A structured document a branding agency or designer sends to a new client before starting an engagement. It covers business basics, audience, competitive landscape, brand personality, visual preferences, stories and aspirations, and logistics. Completed answers replace 60-90 minutes of basic kickoff questions and give the strategist a real point of view going into the first working session.
How long should a brand questionnaire be?
Long enough to be useful, short enough that clients actually finish. The sweet spot is 40-60 questions across 6-8 sections, taking 25-40 minutes to complete. Questionnaires over 100 questions have lower completion rates and do not produce proportionally better answers. Under 20 questions usually means you are scheduling the kickoff to find out things the questionnaire should have surfaced.
When should I send the brand questionnaire to a new client?
7-10 days before the kickoff meeting. Earlier and clients lose track of it; later and they rush the answers. Pair the send with a clear deadline ("please complete by [date] so we can prepare for our kickoff on [date]") and a calendar invite for the kickoff.
How do I get clients to actually finish the questionnaire?
Three patterns work: (1) send it as a Google Doc or Notion page they can edit in their browser, not a PDF they have to print and rewrite; (2) name the decision-makers you need answers from in Section 1, so they cannot pass it off to a junior who does not have the answers; (3) tell them in the kickoff calendar invite that the kickoff agenda is built around their answers. Completion rate jumps when clients know there is a meeting that will be useless if they do not do the homework.
Should I use the same brand questionnaire for every client?
Use the same core sections with industry-specific add-ons. Sections 1, 2, 3, 6, and 7 are universal. Sections 4 (personality) and 5 (visual) can stay the same but you can add 3-5 industry-specific questions (e.g., for SaaS clients add questions about category creation; for DTC clients add questions about packaging and unboxing). Do not customize so heavily per client that you lose pattern-matching across engagements.

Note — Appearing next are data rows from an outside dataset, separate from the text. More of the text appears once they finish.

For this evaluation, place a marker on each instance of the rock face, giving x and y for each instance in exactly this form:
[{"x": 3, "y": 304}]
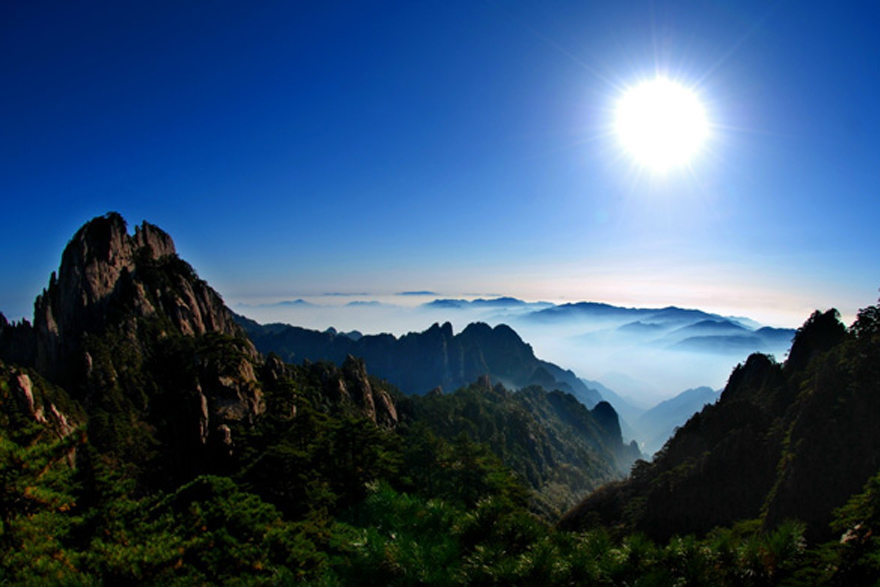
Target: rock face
[
  {"x": 784, "y": 441},
  {"x": 125, "y": 315},
  {"x": 419, "y": 362},
  {"x": 100, "y": 273}
]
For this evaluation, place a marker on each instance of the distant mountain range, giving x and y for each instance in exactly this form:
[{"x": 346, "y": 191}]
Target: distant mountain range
[
  {"x": 789, "y": 441},
  {"x": 419, "y": 362},
  {"x": 656, "y": 425}
]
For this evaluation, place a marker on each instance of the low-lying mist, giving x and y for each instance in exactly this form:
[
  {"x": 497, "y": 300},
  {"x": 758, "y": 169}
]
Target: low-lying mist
[{"x": 645, "y": 355}]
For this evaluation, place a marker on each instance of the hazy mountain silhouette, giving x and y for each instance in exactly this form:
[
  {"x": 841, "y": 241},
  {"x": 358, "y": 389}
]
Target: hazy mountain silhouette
[
  {"x": 790, "y": 440},
  {"x": 419, "y": 362}
]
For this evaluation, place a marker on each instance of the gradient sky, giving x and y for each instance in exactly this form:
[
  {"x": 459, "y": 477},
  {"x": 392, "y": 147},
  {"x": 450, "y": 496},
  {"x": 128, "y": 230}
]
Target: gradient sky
[{"x": 294, "y": 149}]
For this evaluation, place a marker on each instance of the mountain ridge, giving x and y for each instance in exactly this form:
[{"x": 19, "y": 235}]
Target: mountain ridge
[{"x": 419, "y": 362}]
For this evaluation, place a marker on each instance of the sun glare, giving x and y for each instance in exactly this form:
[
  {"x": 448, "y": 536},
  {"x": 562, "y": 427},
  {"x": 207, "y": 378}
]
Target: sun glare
[{"x": 661, "y": 124}]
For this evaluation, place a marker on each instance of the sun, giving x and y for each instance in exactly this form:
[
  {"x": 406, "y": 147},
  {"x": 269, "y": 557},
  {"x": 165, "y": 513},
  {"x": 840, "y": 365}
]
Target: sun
[{"x": 661, "y": 123}]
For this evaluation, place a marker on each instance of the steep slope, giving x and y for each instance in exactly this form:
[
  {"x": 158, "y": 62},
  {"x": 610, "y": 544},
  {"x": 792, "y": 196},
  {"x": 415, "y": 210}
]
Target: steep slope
[
  {"x": 419, "y": 362},
  {"x": 560, "y": 448},
  {"x": 130, "y": 332},
  {"x": 129, "y": 342},
  {"x": 783, "y": 441},
  {"x": 656, "y": 425}
]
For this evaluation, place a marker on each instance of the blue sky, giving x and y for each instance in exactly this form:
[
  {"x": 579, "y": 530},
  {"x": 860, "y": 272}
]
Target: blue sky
[{"x": 293, "y": 149}]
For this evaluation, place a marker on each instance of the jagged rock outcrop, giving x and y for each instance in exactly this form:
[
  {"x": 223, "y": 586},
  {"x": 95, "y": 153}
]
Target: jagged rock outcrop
[
  {"x": 419, "y": 362},
  {"x": 113, "y": 324},
  {"x": 106, "y": 273},
  {"x": 790, "y": 441}
]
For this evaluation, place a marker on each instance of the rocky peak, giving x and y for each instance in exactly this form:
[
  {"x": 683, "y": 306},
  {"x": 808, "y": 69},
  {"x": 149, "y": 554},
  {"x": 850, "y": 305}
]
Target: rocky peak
[
  {"x": 349, "y": 388},
  {"x": 108, "y": 275}
]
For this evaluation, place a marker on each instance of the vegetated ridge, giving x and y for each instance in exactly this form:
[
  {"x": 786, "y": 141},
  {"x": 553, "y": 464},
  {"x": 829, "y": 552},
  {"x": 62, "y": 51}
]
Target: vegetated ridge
[{"x": 784, "y": 441}]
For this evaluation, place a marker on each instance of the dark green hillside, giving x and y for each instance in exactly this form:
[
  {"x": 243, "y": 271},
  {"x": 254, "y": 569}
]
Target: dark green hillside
[
  {"x": 556, "y": 445},
  {"x": 785, "y": 441},
  {"x": 420, "y": 361},
  {"x": 143, "y": 441}
]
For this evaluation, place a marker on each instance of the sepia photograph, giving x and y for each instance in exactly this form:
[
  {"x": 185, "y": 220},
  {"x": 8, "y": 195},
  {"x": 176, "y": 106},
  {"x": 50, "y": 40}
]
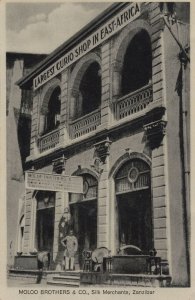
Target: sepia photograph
[{"x": 98, "y": 146}]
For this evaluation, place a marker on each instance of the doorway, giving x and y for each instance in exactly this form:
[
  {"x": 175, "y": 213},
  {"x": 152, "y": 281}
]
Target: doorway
[
  {"x": 45, "y": 219},
  {"x": 45, "y": 229},
  {"x": 135, "y": 220},
  {"x": 85, "y": 226}
]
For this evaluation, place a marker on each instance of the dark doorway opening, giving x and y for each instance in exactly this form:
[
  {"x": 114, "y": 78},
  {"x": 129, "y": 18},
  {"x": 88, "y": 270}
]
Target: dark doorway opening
[
  {"x": 135, "y": 219},
  {"x": 85, "y": 226},
  {"x": 45, "y": 229}
]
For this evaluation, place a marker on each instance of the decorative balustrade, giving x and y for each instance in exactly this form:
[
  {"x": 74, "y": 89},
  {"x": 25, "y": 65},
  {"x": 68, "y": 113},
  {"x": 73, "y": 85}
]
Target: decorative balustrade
[
  {"x": 133, "y": 102},
  {"x": 49, "y": 140},
  {"x": 85, "y": 124}
]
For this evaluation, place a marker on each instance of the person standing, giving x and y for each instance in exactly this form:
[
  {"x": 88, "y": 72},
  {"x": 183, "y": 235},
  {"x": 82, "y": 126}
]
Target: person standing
[{"x": 71, "y": 245}]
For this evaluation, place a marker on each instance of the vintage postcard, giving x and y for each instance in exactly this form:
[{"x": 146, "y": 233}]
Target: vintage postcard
[{"x": 96, "y": 149}]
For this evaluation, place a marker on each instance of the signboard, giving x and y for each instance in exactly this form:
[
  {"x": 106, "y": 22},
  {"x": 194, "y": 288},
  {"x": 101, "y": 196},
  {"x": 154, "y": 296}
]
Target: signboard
[
  {"x": 127, "y": 15},
  {"x": 53, "y": 182}
]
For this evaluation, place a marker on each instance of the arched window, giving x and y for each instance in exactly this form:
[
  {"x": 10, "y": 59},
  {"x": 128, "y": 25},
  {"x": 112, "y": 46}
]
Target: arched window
[
  {"x": 90, "y": 88},
  {"x": 137, "y": 63},
  {"x": 52, "y": 117},
  {"x": 133, "y": 202}
]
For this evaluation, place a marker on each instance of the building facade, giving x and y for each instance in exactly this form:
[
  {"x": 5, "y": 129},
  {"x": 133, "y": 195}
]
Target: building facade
[
  {"x": 108, "y": 107},
  {"x": 18, "y": 121}
]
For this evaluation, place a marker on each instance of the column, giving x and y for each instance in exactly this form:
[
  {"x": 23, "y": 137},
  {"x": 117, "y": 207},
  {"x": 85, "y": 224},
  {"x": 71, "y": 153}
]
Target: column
[{"x": 102, "y": 150}]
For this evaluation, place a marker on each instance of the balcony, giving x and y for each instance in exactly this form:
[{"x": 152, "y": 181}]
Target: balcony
[
  {"x": 49, "y": 140},
  {"x": 85, "y": 124},
  {"x": 133, "y": 102}
]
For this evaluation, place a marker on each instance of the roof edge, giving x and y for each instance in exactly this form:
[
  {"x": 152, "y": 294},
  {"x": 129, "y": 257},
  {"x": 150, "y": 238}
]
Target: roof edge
[{"x": 72, "y": 41}]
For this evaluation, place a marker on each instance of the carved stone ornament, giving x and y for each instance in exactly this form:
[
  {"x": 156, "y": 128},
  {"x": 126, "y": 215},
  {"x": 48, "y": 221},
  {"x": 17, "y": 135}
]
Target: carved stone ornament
[
  {"x": 155, "y": 131},
  {"x": 102, "y": 150},
  {"x": 59, "y": 165}
]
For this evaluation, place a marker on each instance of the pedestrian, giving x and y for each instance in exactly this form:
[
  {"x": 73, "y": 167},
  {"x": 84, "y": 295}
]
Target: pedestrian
[{"x": 71, "y": 245}]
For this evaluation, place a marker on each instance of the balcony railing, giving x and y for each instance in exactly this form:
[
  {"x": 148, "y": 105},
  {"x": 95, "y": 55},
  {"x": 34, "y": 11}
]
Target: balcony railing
[
  {"x": 85, "y": 124},
  {"x": 133, "y": 102},
  {"x": 49, "y": 140}
]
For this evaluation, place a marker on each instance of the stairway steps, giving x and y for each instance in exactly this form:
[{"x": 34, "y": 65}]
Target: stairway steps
[
  {"x": 63, "y": 283},
  {"x": 69, "y": 273},
  {"x": 68, "y": 278}
]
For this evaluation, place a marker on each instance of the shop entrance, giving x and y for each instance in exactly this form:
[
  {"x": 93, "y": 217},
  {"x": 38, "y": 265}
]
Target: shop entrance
[
  {"x": 133, "y": 202},
  {"x": 85, "y": 226},
  {"x": 135, "y": 220},
  {"x": 45, "y": 221}
]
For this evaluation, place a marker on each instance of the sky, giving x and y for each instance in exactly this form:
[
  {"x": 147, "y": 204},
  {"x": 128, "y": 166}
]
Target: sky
[{"x": 41, "y": 27}]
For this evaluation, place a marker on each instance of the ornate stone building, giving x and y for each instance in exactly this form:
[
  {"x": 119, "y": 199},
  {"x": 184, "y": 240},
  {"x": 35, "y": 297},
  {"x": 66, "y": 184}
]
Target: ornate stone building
[{"x": 110, "y": 105}]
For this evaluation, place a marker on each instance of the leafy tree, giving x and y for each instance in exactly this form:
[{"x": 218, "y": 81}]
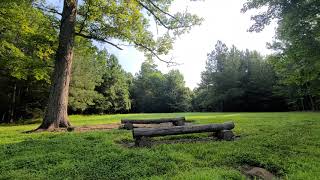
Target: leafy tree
[
  {"x": 157, "y": 92},
  {"x": 297, "y": 44},
  {"x": 149, "y": 89},
  {"x": 114, "y": 89},
  {"x": 87, "y": 71},
  {"x": 27, "y": 45},
  {"x": 178, "y": 96},
  {"x": 104, "y": 21},
  {"x": 235, "y": 80}
]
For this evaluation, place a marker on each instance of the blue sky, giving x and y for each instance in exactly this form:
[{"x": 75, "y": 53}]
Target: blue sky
[{"x": 222, "y": 21}]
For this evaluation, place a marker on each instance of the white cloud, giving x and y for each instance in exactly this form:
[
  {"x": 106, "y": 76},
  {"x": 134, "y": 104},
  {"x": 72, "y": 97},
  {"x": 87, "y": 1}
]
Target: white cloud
[{"x": 222, "y": 21}]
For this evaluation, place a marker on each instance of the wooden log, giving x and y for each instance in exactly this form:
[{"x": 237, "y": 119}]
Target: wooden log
[
  {"x": 154, "y": 121},
  {"x": 153, "y": 132}
]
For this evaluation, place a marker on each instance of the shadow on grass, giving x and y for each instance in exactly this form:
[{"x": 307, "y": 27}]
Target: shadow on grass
[{"x": 22, "y": 122}]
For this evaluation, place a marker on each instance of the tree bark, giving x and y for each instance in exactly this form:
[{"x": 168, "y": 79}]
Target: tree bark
[{"x": 56, "y": 114}]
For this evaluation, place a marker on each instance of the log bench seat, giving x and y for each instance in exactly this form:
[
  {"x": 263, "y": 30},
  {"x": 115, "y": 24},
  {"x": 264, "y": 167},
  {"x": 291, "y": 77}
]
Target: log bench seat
[
  {"x": 129, "y": 123},
  {"x": 222, "y": 131}
]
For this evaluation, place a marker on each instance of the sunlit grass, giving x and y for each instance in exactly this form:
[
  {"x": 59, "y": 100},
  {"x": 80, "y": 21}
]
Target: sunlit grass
[{"x": 287, "y": 144}]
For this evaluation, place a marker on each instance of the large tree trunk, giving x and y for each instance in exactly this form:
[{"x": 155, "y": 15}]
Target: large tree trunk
[{"x": 56, "y": 114}]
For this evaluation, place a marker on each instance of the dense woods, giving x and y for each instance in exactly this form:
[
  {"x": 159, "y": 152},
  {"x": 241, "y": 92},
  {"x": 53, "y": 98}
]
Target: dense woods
[{"x": 232, "y": 80}]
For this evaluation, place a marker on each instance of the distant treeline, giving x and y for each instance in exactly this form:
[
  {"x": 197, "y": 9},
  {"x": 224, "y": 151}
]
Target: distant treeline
[{"x": 233, "y": 80}]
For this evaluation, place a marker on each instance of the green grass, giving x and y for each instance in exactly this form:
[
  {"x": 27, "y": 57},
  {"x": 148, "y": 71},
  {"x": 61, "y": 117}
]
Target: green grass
[{"x": 287, "y": 144}]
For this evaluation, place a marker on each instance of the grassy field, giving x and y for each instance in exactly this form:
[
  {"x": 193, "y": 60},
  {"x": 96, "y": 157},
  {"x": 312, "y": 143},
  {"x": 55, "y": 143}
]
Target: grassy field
[{"x": 287, "y": 144}]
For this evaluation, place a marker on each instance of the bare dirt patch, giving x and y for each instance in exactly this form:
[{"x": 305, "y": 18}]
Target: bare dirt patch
[{"x": 257, "y": 173}]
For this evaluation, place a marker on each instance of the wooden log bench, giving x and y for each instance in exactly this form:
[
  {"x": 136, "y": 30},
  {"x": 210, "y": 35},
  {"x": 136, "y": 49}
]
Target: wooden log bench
[
  {"x": 222, "y": 131},
  {"x": 128, "y": 124}
]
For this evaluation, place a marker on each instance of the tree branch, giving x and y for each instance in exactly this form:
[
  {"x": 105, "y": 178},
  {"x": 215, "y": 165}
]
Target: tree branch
[
  {"x": 169, "y": 63},
  {"x": 98, "y": 39},
  {"x": 47, "y": 9},
  {"x": 85, "y": 18}
]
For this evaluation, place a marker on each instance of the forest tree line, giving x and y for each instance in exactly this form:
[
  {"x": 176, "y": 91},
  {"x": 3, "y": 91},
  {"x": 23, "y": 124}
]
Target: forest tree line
[{"x": 233, "y": 80}]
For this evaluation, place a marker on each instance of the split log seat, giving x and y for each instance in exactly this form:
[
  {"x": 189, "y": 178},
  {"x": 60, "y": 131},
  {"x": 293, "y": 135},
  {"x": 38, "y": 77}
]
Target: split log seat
[
  {"x": 222, "y": 131},
  {"x": 128, "y": 124}
]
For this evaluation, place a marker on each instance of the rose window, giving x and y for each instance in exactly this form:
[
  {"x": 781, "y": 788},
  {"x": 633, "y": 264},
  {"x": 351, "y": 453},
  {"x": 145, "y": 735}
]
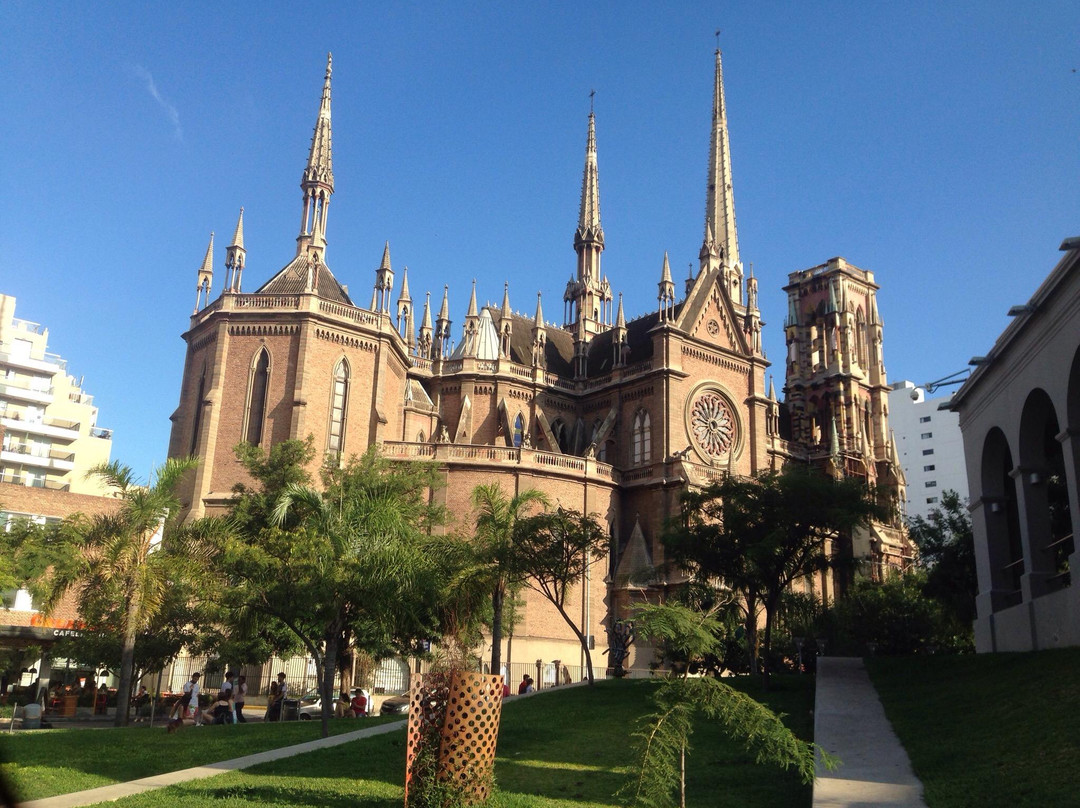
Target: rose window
[{"x": 713, "y": 425}]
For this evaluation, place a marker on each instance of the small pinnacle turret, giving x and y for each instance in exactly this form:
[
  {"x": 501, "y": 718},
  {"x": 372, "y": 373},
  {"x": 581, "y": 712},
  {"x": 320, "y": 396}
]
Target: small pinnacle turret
[
  {"x": 539, "y": 336},
  {"x": 234, "y": 256},
  {"x": 205, "y": 279},
  {"x": 443, "y": 326},
  {"x": 666, "y": 294},
  {"x": 404, "y": 307},
  {"x": 427, "y": 333},
  {"x": 383, "y": 281}
]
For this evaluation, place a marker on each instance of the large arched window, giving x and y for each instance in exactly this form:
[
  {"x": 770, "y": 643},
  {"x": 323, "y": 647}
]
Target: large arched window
[
  {"x": 197, "y": 420},
  {"x": 339, "y": 403},
  {"x": 257, "y": 386},
  {"x": 642, "y": 439}
]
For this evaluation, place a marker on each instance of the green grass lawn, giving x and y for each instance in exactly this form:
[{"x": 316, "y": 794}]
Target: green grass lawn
[
  {"x": 45, "y": 763},
  {"x": 564, "y": 749},
  {"x": 990, "y": 729}
]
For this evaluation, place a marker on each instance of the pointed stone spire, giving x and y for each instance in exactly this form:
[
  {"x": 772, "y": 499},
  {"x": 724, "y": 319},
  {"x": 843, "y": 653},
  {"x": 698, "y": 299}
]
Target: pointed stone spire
[
  {"x": 205, "y": 278},
  {"x": 383, "y": 280},
  {"x": 666, "y": 294},
  {"x": 590, "y": 294},
  {"x": 404, "y": 305},
  {"x": 620, "y": 349},
  {"x": 720, "y": 232},
  {"x": 427, "y": 333},
  {"x": 505, "y": 322},
  {"x": 443, "y": 326},
  {"x": 539, "y": 337},
  {"x": 318, "y": 179},
  {"x": 505, "y": 312},
  {"x": 589, "y": 216},
  {"x": 235, "y": 255}
]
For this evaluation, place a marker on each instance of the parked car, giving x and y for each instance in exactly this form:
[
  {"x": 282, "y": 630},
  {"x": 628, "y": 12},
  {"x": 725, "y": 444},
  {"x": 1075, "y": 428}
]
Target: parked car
[{"x": 395, "y": 704}]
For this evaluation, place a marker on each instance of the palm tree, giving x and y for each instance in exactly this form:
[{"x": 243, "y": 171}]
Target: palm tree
[
  {"x": 496, "y": 519},
  {"x": 115, "y": 555}
]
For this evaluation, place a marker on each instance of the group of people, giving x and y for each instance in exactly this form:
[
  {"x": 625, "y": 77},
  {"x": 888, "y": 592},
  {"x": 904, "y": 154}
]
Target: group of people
[{"x": 227, "y": 708}]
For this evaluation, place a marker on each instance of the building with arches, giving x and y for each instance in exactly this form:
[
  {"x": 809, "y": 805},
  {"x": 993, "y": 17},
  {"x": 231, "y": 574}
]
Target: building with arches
[
  {"x": 1020, "y": 415},
  {"x": 606, "y": 415}
]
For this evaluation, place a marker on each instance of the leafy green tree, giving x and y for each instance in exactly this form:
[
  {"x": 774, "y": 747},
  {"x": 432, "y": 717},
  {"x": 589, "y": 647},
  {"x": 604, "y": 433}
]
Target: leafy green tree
[
  {"x": 760, "y": 534},
  {"x": 947, "y": 552},
  {"x": 553, "y": 552},
  {"x": 896, "y": 618},
  {"x": 664, "y": 735},
  {"x": 354, "y": 563},
  {"x": 495, "y": 568},
  {"x": 122, "y": 564}
]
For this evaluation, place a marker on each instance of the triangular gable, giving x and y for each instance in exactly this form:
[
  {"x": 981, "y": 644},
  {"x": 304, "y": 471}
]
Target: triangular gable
[
  {"x": 635, "y": 568},
  {"x": 709, "y": 315}
]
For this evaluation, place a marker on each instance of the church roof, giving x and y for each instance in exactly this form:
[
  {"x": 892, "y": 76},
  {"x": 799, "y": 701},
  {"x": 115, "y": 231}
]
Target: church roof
[{"x": 293, "y": 280}]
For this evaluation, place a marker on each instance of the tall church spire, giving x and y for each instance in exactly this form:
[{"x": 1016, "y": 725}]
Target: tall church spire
[
  {"x": 590, "y": 295},
  {"x": 721, "y": 239},
  {"x": 235, "y": 256},
  {"x": 205, "y": 277},
  {"x": 318, "y": 179}
]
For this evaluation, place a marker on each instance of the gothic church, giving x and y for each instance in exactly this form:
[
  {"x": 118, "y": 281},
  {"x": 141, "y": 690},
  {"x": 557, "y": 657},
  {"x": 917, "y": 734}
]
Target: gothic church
[{"x": 607, "y": 415}]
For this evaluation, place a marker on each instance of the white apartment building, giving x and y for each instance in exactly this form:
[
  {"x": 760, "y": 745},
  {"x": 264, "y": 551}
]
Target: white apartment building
[
  {"x": 930, "y": 446},
  {"x": 49, "y": 432}
]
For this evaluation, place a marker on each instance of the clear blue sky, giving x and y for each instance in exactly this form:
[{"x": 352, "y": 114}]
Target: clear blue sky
[{"x": 932, "y": 143}]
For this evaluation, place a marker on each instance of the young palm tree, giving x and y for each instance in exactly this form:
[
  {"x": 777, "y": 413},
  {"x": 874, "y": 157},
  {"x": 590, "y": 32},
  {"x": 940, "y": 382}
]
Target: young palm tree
[
  {"x": 496, "y": 519},
  {"x": 115, "y": 554}
]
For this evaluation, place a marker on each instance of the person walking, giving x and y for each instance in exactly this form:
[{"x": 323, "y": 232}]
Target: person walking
[
  {"x": 239, "y": 697},
  {"x": 279, "y": 700}
]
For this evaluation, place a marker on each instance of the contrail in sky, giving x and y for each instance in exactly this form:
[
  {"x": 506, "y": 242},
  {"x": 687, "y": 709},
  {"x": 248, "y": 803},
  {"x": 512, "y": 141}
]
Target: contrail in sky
[{"x": 170, "y": 110}]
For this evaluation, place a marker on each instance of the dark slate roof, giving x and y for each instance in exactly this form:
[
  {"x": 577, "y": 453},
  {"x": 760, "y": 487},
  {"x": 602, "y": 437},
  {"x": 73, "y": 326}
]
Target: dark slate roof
[{"x": 293, "y": 280}]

What is the difference between a brand questionnaire and a creative brief?
The questionnaire is what the client fills out. The creative brief is what the agency produces from the questionnaire (plus strategy work, plus the kickoff conversation). Briefs are agency-authored, questionnaires are client-authored.
What To Do Next
To put this template to work:
- Copy the 50 questions into a Google Doc or Notion page.
- Edit the voice and add 3-5 industry-specific questions for your most common client type.
- Add an intro paragraph explaining why you are asking and how long it should take.
- Set up a productized service intake or embed in your client portal if you want it automated.
- Send to your next 3 new branding clients and refine based on which questions actually surfaced signal.
The branding engagements that go smoothly are the ones where the discovery happens before the work starts, not during.